S3 (data source)

S3 (Simple Storage Service) is an AWS service designed for scalable file storage. Kondado's S3 data pipeline for the Data Warehouse enables you to access CSV files in your analytics cloud.

Adding the data source

To automate S3 ETL with Kondado for your database, follow the steps below.

1) In your AWS account, click on the top right and select “My Security Credentials”

2) On the new page, select “Access Keys (access key ID and secret access key)”

3) Click on “Create New Access Key”

4) Click on “Show Access Key” and copy the displayed values

5) On Kondado platform, go to add data sources page and select the S3 data source

6) Give your data source a name, fill in the values obtained in step (4) and the name of the bucket where your files are.
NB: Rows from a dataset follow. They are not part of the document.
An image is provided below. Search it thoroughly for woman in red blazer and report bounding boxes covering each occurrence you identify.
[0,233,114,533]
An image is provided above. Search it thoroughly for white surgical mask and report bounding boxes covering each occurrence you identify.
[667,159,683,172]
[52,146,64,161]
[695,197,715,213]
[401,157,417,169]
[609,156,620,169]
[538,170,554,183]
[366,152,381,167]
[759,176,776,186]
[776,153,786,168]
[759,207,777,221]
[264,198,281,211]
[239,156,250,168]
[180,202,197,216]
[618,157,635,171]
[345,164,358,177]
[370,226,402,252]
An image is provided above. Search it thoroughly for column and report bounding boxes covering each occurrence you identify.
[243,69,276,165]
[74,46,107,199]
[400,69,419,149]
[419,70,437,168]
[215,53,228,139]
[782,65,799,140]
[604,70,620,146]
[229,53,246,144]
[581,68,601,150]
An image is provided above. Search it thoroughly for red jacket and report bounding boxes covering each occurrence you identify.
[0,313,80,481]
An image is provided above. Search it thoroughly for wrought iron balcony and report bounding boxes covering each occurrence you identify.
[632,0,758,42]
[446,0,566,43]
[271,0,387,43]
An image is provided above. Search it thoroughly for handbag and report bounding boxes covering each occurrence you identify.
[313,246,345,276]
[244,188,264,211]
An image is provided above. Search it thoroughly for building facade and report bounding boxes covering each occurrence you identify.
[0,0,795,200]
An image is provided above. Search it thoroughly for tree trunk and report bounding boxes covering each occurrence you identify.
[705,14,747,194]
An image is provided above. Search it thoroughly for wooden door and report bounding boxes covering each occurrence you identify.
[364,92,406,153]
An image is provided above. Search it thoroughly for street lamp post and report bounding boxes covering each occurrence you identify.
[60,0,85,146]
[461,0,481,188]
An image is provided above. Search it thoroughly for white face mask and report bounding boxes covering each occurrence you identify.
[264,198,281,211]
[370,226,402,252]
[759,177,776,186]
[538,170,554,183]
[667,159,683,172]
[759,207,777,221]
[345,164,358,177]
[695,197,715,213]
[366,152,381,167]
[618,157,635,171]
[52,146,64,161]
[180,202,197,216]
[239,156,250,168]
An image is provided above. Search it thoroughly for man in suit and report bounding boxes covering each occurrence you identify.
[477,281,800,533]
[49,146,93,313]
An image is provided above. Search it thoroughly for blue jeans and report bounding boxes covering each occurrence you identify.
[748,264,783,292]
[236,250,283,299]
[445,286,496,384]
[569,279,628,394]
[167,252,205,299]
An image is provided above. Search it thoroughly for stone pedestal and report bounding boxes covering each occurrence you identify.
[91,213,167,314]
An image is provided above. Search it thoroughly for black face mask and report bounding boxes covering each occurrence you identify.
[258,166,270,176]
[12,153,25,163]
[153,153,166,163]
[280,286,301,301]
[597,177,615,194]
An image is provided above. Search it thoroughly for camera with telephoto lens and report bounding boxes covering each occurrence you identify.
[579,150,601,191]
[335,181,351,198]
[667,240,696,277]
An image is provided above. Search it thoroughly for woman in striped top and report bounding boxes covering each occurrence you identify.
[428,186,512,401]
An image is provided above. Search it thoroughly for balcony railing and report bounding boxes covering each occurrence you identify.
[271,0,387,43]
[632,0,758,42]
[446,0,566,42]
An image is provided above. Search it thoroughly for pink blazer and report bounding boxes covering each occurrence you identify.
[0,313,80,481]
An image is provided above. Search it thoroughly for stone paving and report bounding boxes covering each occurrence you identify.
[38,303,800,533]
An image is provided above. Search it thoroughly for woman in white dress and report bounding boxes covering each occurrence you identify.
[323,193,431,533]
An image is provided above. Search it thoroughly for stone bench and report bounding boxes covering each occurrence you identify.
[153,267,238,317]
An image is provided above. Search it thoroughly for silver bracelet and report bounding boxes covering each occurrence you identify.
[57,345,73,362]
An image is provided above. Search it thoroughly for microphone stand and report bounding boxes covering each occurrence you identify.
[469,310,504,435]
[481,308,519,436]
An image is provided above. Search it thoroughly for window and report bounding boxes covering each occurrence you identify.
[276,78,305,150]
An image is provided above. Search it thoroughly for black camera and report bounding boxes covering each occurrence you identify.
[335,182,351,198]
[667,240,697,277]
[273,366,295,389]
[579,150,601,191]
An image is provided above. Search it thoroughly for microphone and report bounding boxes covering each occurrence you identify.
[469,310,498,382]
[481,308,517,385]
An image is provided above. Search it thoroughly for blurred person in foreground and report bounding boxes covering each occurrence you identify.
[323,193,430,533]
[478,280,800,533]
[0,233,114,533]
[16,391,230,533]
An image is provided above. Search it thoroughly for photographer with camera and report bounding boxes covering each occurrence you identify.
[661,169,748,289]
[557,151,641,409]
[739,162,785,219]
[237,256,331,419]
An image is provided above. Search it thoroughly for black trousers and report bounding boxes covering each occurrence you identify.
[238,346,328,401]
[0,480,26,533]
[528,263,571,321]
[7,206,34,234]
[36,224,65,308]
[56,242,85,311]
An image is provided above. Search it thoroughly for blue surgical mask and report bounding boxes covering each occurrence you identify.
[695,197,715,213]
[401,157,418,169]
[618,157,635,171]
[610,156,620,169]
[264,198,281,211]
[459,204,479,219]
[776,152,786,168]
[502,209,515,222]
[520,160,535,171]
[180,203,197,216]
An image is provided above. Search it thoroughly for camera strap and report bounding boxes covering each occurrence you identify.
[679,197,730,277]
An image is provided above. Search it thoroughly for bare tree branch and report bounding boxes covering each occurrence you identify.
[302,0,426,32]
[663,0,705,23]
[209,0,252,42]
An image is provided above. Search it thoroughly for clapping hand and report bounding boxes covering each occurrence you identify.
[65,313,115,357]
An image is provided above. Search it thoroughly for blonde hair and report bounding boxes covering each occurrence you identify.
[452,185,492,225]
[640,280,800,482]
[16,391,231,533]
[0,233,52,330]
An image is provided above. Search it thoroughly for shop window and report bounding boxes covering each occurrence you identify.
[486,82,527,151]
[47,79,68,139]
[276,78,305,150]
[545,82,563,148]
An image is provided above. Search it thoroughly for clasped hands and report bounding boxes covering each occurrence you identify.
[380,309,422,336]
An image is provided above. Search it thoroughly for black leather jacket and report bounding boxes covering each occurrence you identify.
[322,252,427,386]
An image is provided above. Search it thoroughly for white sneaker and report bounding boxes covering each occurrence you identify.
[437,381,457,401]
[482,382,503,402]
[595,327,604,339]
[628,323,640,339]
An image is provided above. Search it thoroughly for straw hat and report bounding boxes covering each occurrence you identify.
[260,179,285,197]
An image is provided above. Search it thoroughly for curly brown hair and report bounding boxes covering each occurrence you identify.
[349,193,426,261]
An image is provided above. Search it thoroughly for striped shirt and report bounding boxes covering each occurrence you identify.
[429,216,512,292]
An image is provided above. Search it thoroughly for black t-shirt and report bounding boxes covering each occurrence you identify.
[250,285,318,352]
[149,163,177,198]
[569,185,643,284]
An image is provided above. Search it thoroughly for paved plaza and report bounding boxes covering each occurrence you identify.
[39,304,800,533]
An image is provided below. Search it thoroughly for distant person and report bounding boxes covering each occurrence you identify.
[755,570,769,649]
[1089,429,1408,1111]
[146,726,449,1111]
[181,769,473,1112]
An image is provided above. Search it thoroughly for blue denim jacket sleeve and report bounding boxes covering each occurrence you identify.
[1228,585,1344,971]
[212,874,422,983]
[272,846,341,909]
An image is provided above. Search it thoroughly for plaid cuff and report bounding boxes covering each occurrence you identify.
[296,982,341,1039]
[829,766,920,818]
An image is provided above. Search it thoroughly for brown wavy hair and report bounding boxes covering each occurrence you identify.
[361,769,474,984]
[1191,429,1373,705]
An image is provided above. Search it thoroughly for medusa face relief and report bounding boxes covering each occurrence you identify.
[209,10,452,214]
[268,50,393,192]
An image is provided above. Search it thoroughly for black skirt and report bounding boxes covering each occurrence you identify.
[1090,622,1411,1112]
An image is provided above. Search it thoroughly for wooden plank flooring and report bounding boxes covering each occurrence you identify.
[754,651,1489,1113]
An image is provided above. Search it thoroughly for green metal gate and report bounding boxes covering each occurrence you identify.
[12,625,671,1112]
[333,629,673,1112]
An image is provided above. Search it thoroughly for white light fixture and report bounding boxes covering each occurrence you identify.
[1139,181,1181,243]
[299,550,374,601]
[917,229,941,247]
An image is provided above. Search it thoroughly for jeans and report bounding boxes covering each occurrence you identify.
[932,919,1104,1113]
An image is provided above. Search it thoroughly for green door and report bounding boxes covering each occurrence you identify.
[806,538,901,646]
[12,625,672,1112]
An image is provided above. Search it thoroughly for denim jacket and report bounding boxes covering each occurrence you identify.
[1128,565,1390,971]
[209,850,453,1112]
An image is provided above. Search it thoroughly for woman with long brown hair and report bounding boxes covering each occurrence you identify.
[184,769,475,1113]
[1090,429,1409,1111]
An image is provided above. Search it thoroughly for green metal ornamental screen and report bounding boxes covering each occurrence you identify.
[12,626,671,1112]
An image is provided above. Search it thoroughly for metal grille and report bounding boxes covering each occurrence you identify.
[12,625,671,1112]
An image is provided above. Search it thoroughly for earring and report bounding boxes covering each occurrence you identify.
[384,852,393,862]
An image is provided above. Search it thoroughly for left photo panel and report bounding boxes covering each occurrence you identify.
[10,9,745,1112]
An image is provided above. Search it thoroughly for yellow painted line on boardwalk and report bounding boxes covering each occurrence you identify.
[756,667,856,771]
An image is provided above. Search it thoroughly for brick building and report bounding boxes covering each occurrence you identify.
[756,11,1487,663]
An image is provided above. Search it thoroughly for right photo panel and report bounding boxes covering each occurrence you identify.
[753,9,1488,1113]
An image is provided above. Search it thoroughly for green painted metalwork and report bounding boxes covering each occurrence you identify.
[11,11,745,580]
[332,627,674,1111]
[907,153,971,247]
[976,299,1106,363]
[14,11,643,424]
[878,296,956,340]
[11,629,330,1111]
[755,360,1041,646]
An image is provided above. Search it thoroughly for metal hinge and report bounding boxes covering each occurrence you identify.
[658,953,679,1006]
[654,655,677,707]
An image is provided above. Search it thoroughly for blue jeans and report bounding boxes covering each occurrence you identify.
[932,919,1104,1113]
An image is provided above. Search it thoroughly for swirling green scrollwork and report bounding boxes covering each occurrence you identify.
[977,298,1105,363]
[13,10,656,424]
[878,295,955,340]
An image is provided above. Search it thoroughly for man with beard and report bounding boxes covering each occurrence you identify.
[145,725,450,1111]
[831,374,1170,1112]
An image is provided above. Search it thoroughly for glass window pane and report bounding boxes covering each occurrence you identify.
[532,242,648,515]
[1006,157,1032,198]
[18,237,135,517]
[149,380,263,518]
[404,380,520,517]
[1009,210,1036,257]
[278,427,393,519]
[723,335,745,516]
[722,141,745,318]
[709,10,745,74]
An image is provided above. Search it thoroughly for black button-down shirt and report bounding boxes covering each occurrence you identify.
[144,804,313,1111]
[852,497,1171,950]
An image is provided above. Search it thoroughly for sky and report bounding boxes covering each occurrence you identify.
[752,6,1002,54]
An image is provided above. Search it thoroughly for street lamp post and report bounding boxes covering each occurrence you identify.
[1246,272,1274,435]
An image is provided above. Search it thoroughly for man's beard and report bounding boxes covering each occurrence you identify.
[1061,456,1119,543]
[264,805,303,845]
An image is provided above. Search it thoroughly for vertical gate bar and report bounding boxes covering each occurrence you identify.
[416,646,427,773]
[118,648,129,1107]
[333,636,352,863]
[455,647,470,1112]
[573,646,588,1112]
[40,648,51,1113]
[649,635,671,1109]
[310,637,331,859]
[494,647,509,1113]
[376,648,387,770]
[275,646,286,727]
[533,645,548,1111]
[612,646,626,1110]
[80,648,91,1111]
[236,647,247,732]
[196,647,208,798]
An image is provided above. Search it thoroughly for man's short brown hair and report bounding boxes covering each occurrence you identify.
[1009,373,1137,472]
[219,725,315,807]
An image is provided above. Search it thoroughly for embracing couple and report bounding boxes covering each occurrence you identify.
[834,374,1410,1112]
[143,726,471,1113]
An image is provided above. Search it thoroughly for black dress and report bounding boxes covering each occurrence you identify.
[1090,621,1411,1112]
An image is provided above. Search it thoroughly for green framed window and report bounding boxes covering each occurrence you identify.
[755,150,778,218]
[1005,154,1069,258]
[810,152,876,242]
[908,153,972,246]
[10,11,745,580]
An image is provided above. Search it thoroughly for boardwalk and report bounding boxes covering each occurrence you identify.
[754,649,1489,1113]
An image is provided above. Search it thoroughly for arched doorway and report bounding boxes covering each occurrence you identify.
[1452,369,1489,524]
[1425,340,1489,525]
Now just save the data source and start integrating your S3 CSVs into your Data Lake or Data Warehouse

Pipeline

Relationship Chart

CSV

You can indicate the name of a file or even the beginning of the file name and we will integrate all of them.

Once executed, the pipeline will save the highest change date of the files it read and, on the next run, only look for files that have a later change date.

In order to absorb files with different columns, the data will be pivoted on the target and will follow the following pattern:

Field Type

row_number

int

column_number

int

first_column_value

text

value

text

__file_basename

text

__file_path

text

__file_name

text

__kdd_insert_time

timestamp